FIG. 5: Multi‐omics reveals widespread modulation of lipid metabolism in liver proliferation and cancer. Gene expression and metabolic fluxes were examined for pathways involved in β‐oxidation (A), de novo lipogenesis (B), and synthesis of PC by the Kennedy pathway (C). For lipid catabolism, genes of interest included fatty acid activation (Acsl family), carnitine shuttle (Cpt2), mitochondrial (Acad family) and peroxisomal (Acox family) β‐oxidation, and ketogenesis (acetoacetyl‐CoA synthetase [Aacs]). Acetyl‐CoA from β‐oxidation can enter the TCA cycle, which generates citrate for lipid synthesis. Fatty acids are synthesised by de novo lipogenesis (Acly, Acaca, Fasn) and subsequently elongated (Elovl6) and desaturated (Scd). They can then be esterified into complex lipids, such as PC by the Land’s cycle (Lpcat). PC is also formed de novo by the Kennedy pathway (Chka, Pcyt1, Chpt1). Dietary lipids (hydrolysis of TAGs by Lpl) and SM (breakdown by Smdp3) can also feed into the Kennedy pathway. Finally, PE can be converted to PC by Pemt. Predicted metabolic flux for the PH model is indicated by color of the enzyme names (red, up‐regulated; blue, down‐regulated) (A). Individual gene expression log2 fold changes after PH (n = 5), CCl4 treatment (n = 3), and in DEN/HFD (n = 4) tumors are shown in adjacent heatmaps. ***P < 0.001, **P < 0.01, *P < 0.05, adjusted for false discovery using Benjamin‐Hochberg approach. Legend for heatmap shown at bottom. Supporting File S4 and Supporting Table S3 have further details on the metabolic flux analysis. Abbreviations: Chpt1, choline phosphotransferase 1; Cs, citrate synthase; DAG, diacylglycerol; Fasn, fatty acid synthase; FC, fold change; Hk, hexokinase; Mdh, malate dehydrogenase; Ogdh, α‐ketoglutarate dehydrogenase; Pcyt1, phosphate cytidylyltransferase 1, choline, alpha; Pdh, pyruvate dehydrogenase; Pfk, phosphofructokinase; Smpd3, SM phosphodiesterase 3.

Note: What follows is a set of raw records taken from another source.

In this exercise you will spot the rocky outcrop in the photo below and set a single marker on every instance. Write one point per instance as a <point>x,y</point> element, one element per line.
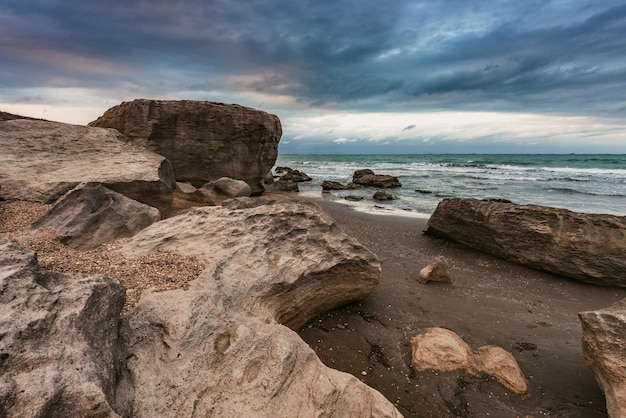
<point>603,342</point>
<point>443,350</point>
<point>41,161</point>
<point>92,215</point>
<point>438,270</point>
<point>59,339</point>
<point>203,140</point>
<point>219,349</point>
<point>366,177</point>
<point>584,247</point>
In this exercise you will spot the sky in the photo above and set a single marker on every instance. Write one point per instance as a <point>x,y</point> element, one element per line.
<point>343,76</point>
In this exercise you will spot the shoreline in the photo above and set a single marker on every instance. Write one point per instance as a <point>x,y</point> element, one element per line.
<point>491,301</point>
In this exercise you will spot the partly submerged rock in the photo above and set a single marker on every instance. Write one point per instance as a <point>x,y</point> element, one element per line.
<point>443,350</point>
<point>59,340</point>
<point>92,215</point>
<point>219,349</point>
<point>41,161</point>
<point>203,140</point>
<point>585,247</point>
<point>366,177</point>
<point>604,339</point>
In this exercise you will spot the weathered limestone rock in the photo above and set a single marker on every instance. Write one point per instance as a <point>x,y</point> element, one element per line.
<point>219,349</point>
<point>443,350</point>
<point>203,140</point>
<point>92,215</point>
<point>41,161</point>
<point>604,339</point>
<point>59,337</point>
<point>438,270</point>
<point>367,177</point>
<point>585,247</point>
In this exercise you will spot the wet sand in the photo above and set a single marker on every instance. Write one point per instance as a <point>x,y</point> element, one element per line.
<point>490,302</point>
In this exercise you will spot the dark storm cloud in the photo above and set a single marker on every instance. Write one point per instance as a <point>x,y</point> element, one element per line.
<point>363,54</point>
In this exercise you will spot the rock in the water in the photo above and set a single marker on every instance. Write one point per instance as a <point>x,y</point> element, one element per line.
<point>218,349</point>
<point>59,339</point>
<point>367,177</point>
<point>585,247</point>
<point>443,350</point>
<point>41,161</point>
<point>437,271</point>
<point>335,185</point>
<point>92,215</point>
<point>604,339</point>
<point>203,140</point>
<point>383,195</point>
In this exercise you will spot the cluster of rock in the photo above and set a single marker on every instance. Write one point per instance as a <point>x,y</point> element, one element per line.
<point>443,350</point>
<point>225,346</point>
<point>584,247</point>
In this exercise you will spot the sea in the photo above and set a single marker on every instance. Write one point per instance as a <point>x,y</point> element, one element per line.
<point>586,183</point>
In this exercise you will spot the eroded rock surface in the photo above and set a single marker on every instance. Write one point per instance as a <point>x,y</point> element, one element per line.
<point>203,140</point>
<point>92,215</point>
<point>219,349</point>
<point>59,339</point>
<point>41,161</point>
<point>604,339</point>
<point>443,350</point>
<point>585,247</point>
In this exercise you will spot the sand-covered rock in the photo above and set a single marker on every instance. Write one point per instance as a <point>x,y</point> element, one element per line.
<point>221,348</point>
<point>443,350</point>
<point>604,342</point>
<point>41,161</point>
<point>59,339</point>
<point>203,140</point>
<point>584,247</point>
<point>92,215</point>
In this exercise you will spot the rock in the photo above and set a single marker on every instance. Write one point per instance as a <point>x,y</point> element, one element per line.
<point>203,140</point>
<point>92,215</point>
<point>443,350</point>
<point>584,247</point>
<point>59,338</point>
<point>603,342</point>
<point>41,161</point>
<point>335,185</point>
<point>367,177</point>
<point>383,195</point>
<point>437,271</point>
<point>219,349</point>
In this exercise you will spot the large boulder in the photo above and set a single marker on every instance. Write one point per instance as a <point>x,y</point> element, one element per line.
<point>203,140</point>
<point>59,340</point>
<point>367,177</point>
<point>221,347</point>
<point>584,247</point>
<point>41,161</point>
<point>604,339</point>
<point>91,215</point>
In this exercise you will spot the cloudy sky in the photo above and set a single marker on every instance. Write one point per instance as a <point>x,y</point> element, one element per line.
<point>344,76</point>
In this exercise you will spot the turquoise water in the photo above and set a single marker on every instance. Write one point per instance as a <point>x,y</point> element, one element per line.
<point>589,183</point>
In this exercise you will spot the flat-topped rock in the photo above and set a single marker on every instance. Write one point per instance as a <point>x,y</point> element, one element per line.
<point>204,140</point>
<point>41,161</point>
<point>584,247</point>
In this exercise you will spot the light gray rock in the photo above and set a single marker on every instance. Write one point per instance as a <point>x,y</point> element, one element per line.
<point>203,140</point>
<point>603,342</point>
<point>219,349</point>
<point>92,215</point>
<point>584,247</point>
<point>59,339</point>
<point>41,161</point>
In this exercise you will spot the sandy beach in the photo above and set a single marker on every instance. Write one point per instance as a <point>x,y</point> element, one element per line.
<point>490,302</point>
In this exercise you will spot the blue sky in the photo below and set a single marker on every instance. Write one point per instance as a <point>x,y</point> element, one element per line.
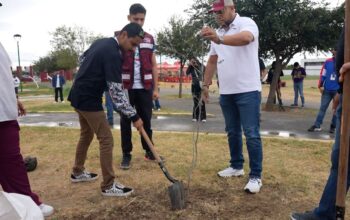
<point>35,19</point>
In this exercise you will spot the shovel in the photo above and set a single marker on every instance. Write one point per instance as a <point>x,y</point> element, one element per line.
<point>177,189</point>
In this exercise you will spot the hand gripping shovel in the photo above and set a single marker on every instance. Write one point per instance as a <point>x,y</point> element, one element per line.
<point>176,190</point>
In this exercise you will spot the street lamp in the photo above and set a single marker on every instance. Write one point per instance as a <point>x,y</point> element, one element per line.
<point>19,70</point>
<point>18,38</point>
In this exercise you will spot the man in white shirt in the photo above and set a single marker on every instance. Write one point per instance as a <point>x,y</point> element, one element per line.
<point>13,174</point>
<point>234,53</point>
<point>16,83</point>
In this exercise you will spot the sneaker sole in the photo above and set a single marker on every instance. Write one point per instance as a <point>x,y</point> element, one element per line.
<point>84,180</point>
<point>117,195</point>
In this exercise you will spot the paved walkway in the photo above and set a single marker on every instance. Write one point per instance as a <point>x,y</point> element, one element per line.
<point>284,124</point>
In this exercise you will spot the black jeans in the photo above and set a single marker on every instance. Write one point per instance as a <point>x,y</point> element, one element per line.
<point>141,99</point>
<point>58,90</point>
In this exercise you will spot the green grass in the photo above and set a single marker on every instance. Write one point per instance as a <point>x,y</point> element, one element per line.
<point>294,175</point>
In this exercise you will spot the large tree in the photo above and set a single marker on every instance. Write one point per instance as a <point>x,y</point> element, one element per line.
<point>180,41</point>
<point>68,43</point>
<point>286,27</point>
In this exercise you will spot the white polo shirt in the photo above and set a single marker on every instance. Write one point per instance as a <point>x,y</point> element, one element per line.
<point>8,101</point>
<point>238,66</point>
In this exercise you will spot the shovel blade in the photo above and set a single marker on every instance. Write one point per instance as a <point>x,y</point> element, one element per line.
<point>177,196</point>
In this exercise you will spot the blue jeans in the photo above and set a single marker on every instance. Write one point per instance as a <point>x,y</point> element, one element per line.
<point>110,107</point>
<point>326,208</point>
<point>299,89</point>
<point>243,111</point>
<point>327,97</point>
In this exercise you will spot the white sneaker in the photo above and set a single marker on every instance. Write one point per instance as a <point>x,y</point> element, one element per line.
<point>84,177</point>
<point>46,209</point>
<point>229,172</point>
<point>117,190</point>
<point>253,186</point>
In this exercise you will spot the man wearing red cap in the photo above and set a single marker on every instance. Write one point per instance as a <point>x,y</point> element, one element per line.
<point>234,53</point>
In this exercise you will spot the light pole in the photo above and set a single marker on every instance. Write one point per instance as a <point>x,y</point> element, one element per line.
<point>19,70</point>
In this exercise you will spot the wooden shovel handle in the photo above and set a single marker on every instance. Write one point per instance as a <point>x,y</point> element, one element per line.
<point>150,144</point>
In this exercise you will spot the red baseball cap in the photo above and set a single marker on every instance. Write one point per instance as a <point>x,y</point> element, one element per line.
<point>218,5</point>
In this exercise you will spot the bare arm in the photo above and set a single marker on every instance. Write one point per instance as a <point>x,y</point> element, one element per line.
<point>241,39</point>
<point>345,69</point>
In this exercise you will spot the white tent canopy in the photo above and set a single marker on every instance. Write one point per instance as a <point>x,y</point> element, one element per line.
<point>15,206</point>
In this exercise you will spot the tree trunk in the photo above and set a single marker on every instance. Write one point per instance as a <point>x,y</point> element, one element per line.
<point>273,86</point>
<point>180,80</point>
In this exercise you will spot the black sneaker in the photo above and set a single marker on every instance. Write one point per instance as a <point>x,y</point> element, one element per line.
<point>125,164</point>
<point>150,157</point>
<point>304,216</point>
<point>117,190</point>
<point>84,177</point>
<point>314,128</point>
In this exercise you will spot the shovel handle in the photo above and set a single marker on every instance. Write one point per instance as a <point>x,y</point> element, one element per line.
<point>150,144</point>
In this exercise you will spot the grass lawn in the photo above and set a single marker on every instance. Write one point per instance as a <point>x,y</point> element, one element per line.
<point>294,176</point>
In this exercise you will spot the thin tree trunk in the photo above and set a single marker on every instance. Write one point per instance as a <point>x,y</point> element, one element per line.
<point>180,80</point>
<point>273,86</point>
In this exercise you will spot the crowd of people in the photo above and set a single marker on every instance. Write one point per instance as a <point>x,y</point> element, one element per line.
<point>123,68</point>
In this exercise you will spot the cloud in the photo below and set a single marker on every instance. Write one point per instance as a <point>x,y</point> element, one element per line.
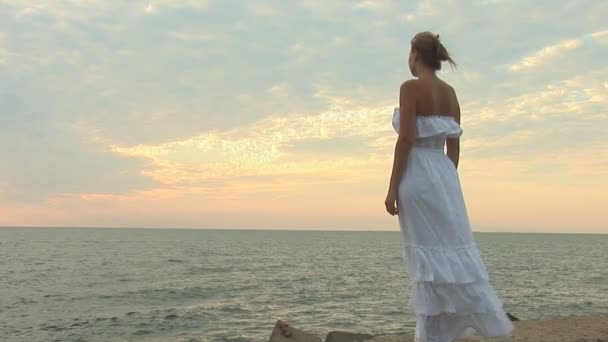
<point>155,6</point>
<point>553,51</point>
<point>545,53</point>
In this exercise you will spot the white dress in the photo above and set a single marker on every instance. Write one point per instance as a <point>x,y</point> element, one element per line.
<point>450,294</point>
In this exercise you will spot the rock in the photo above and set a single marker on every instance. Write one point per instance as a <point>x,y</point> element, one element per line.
<point>283,332</point>
<point>342,336</point>
<point>512,318</point>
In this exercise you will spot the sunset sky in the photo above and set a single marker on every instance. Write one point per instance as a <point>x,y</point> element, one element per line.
<point>277,114</point>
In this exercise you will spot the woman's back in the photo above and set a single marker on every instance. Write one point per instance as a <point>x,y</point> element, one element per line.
<point>436,97</point>
<point>450,291</point>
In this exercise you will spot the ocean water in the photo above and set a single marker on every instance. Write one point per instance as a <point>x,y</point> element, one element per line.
<point>70,284</point>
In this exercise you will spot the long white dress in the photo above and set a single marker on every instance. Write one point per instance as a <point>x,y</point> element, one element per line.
<point>451,294</point>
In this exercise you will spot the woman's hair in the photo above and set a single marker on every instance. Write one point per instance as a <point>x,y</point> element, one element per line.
<point>432,52</point>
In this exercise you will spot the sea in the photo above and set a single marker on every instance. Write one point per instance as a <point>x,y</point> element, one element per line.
<point>116,284</point>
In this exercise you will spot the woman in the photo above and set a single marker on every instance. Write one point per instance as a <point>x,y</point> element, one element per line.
<point>450,295</point>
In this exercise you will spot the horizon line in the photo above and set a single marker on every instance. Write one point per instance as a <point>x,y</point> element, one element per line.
<point>280,229</point>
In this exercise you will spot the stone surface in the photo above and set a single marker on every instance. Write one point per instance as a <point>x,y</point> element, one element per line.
<point>342,336</point>
<point>283,332</point>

Starting with catabolic pathways, and in agreement with the pathway analysis featuring suppressed PPARα activity (Fig. 1B), there was an overall trend across the three groups for decreased expression of genes and reduced metabolic flux for mitochondrial (acyl‐coenzyme A [CoA] dehydrogenase short chain [Acads], Acadsb, carnitine palmitoyltransferase 2 [Cpt2]) and peroxisomal β‐oxidation (Acox1, Acox3) pathways (Fig. 5A; Supporting Table S3). Activation of free fatty acid (FFA) to fatty acyl‐CoA prior to oxidation is carried out by the long chain acyl‐CoA synthetases (ACSL). While expression of Acsl1 was consistently decreased across the groups, that of Acsl4 and Acsl5 were consistently increased. Though not exclusive, these three enzymes have been shown to have substrate preference for MUFAs, PUFAs, and saturated fatty acids (SFAs), respectively.(27,28) It is therefore tempting to speculate that during times of rapid proliferation, while β‐oxidation is reduced overall, PUFAs and/or SFAs are oxidized in preference to MUFAs.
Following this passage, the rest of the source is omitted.